I've written a method that takes a matrix and vector as input and then
fills in column icol of that matrix with the vector of given values that
have been shifted upward by ishift indices with periodic boundary
conditions. To make this clear, given the matrix
W = [1 2
3 4
5 6]
the vector w = [7 8 9], icol = 2 and ishift = 1, the new value of W is
given by
W = [1 8
3 9
5 7]
I need a fast way of doing this for large matrices. I wrote three methods
that should (In my naive mind) give the same performance results, but @time
reports otherwise. The method definitions and the performance results are
given below. Can someone teach me why the results are so different? The
method fill_W! is too wordy for my tastes, but the more compact notation in
fill_W1! and fill_W2! achieve poorer results. Any why do these latter two
methods allocate so much memory when the whole point of these methods is to
use already-allocated memory.
Michael
### Definitions
function fill_W1!{TF}(W::Matrix{TF}, icol::Int, w::Vector{TF},
ishift::Int)
@assert(size(W,1) == length(w), "Dimension mismatch between W and w")
W[1:(end-ishift),icol] = w[(ishift+1):end]
W[(end-(ishift-1)):end,icol] = w[1:ishift]
return
end
function fill_W2!{TF}(W::Matrix{TF}, icol::Int, w::Vector{TF},
ishift::Int)
@assert(size(W,1) == length(w), "Dimension mismatch between W and w")
[W[i,icol] = w[i+ishift] for i in 1:(length(w)-ishift)]

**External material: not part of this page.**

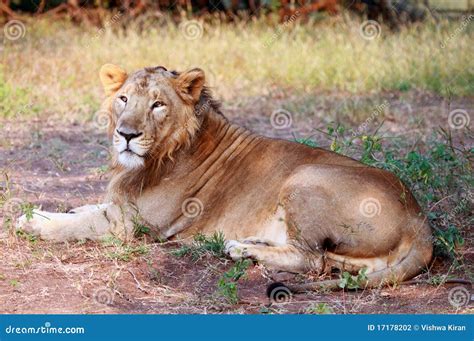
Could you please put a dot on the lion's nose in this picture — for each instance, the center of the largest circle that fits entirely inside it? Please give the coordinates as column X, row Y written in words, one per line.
column 129, row 134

[W[end-ishift+i,icol] = w[i] for i in 1:ishift]
return
end
function fill_W!{TF}(W::Matrix{TF}, icol::Int, w::Vector{TF},
ishift::Int)
@assert(size(W,1) == length(w), "Dimension mismatch between W and w")
n = length(w)
for j in 1:(n-ishift)
W[j,icol] = w[j+ishift]
end
for j in (n-(ishift-1)):n
W[j,icol] = w[j-(n-ishift)]
end
end
# Performance Results
julia>
W = rand(1000000,2)
w = rand(1000000)
println("fill_W!:")
println(@time fill_W!(W, 2, w, 2))
println("fill_W1!:")
println(@time fill_W1!(W, 2, w, 2))
println("fill_W2!:")
println(@time fill_W2!(W, 2, w, 2))
Out>
fill_W!:
0.002801 seconds (4 allocations: 160 bytes)
nothing
fill_W1!:
0.007427 seconds (9 allocations: 7.630 MB)
[0.152463397611579,0.6314166578356002]
fill_W2!:
0.005587 seconds (7 allocations: 7.630 MB)
[0.152463397611579,0.6314166578356002]